FX week ahead: Disorderly sell-off in Treasuries still stalk the FX market
USD: US Treasuries continue to cause havoc
Spot
DXY92.01
Week ahead bias
Neutral
Weekly range
91.30 - 92.20
1 month target
91.00
The FOMC meeting last week took center stage with the main takeaway from the event – a dovish undertone for an extended period of time. This resulted in the US Treasury market remaining unprotected adding to fears of a disorderly selloff in Treasuries. The spike of US 10-year yields to 1.75% certainly proved the point with volatility likely to continue. Put together most expect the disorderly selloff of US Treasuries to plague both equity and FX markets in the weeks to come.
FX markets will start the week nervous about US Treasuries which is most likely to drive FX direction for the week. Data wise, the US Calendar is relatively quiet with only February personal income data on deck. The FOMC will also be a driving force this week with lots of Fed speakers including Powell testifying on Tuesday and Wednesday alongside Treasury Secretary Yellen. The greenback will likely remain supported by sluggish rollouts of vaccines across Europe and expected monetary tightening in Brazil, Turkey and Russia.
CAD: Will the BoC step in to calm the wild bond market?
Spot
USD/CAD1.2520
Week ahead bias
Neutral
Weekly range
1.2420 – 1.2620
1 month target
1.2500
There were no major spikes in February’s CPI numbers which provided a great runway for the BoC to continue its dovish stance “lower for longer”. The next inflation report is due a few hours before the April 21st meeting where economists expect the BoC to begin tapering current monetary policy measures.
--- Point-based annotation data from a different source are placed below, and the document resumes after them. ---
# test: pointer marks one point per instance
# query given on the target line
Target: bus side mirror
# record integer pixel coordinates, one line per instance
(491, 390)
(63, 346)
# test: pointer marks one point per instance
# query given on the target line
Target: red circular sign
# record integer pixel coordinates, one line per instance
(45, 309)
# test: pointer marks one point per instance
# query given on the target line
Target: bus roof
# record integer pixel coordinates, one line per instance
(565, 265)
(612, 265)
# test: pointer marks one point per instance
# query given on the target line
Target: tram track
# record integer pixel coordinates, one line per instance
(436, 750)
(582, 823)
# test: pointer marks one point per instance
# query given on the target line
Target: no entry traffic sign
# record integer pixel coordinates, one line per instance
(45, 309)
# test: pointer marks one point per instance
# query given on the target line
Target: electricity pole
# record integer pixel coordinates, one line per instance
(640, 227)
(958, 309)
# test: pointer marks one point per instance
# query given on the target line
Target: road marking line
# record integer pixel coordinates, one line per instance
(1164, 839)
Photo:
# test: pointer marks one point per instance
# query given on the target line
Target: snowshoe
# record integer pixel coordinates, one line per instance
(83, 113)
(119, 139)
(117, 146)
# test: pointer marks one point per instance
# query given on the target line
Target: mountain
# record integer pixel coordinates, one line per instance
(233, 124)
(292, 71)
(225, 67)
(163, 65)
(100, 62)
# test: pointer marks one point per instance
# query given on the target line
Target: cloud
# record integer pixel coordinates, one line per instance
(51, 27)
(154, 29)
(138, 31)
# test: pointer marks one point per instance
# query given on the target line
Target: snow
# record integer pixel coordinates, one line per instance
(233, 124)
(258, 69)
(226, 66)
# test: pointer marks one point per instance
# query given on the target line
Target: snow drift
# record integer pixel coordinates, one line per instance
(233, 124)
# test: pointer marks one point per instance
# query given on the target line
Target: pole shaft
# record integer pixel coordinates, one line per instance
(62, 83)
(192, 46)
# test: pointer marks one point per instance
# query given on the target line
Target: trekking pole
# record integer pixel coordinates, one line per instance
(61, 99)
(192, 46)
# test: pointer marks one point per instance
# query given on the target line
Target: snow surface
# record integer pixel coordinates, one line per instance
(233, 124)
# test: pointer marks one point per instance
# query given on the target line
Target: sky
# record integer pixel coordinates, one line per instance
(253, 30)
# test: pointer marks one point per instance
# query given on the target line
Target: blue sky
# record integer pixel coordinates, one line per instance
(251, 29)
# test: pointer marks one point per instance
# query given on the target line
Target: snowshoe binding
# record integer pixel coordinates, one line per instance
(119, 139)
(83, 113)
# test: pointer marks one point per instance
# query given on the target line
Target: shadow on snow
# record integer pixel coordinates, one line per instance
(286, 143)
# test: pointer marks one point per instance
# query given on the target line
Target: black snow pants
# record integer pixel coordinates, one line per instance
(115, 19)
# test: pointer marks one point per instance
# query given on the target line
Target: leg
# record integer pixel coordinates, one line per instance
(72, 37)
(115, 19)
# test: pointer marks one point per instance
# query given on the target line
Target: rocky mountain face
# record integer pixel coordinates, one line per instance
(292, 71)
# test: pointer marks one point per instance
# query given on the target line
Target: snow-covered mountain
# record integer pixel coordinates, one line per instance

There were some significant and wild swings in yields last week with Canadian Treasuries seeing the biggest increase in the G10 space in 2021 with a (+92bp) rise. Analysts continue to call for intervention by the BoC given the scary spikes which are likely to continue before the next BoC meeting. That said, the bond market is likely to be much healthier by the end of April but current volatility is likely to keep the BoC concerned over the immediate future. On the data side, retail sales in January dropped by a smaller margin than expected with no major data release until the January GDP numbers on 31 March. In the short term, the CAD will trade on broader market themes and the trajectory of oil prices.
EUR: A new Covid wave and new lockdowns imminent
Spot
EUR/USD1.1880
Week ahead bias
Neutral
Weekly range
1.1855 - 1.2000
1 month target
1.2100
Europe’s Covid-19 vaccination rollout continues to take its tool on the EUR. A new wave of covid spikes now look all but imminent in France, Italy and the Netherlands. New lockdown measures are coming into effect keeping pressure on the euro in the short term. The slow roll out of vaccines and safety concerns over the AZ vaccine have not help either.
This week’s economic calendar will be focused on how much the ECB increased its PEPP bond buying as well as a whole slew of ECB speakers. Data-wise the highlights will be the first look at March PMIs for the larger European economies and the German Ifo. With parts of Europe heading back into lockdown the euro will continue to remain pressured, closing the past week at 1.1855. Looking past the next several weeks, the euro is likely to rebound against the USD on trade fundamentals possibly toward the mid 1.30’s by the year end.
GBP: A return to the 1.40 level remains consensus
Spot
GBP/USD1.3850
Week ahead bias
Mildly Bullish
Weekly range
1.3730 – 1.4000
1 month target
1.3400
This coming week will be data packed week for the UK. After last week’s BoE meeting the upcoming reports will likely have a very small impact on the direction of the pound. Upcoming data releases including March headline CPI (Wed), January unemployment rate (Tuesday), March Service PMI (Wed) and February Retail sales (Fri). Overall, none of the above data releases are likely to change the current GBP sentiment.
The GBP/USD is likely to continue to drift higher given the current risk environment and macro-analytics. Trading bias remains higher with an expected return to the 1.40+ levels given the positive GBP outlook driven by the fast vaccination process and the expected economic rebound in 2Q.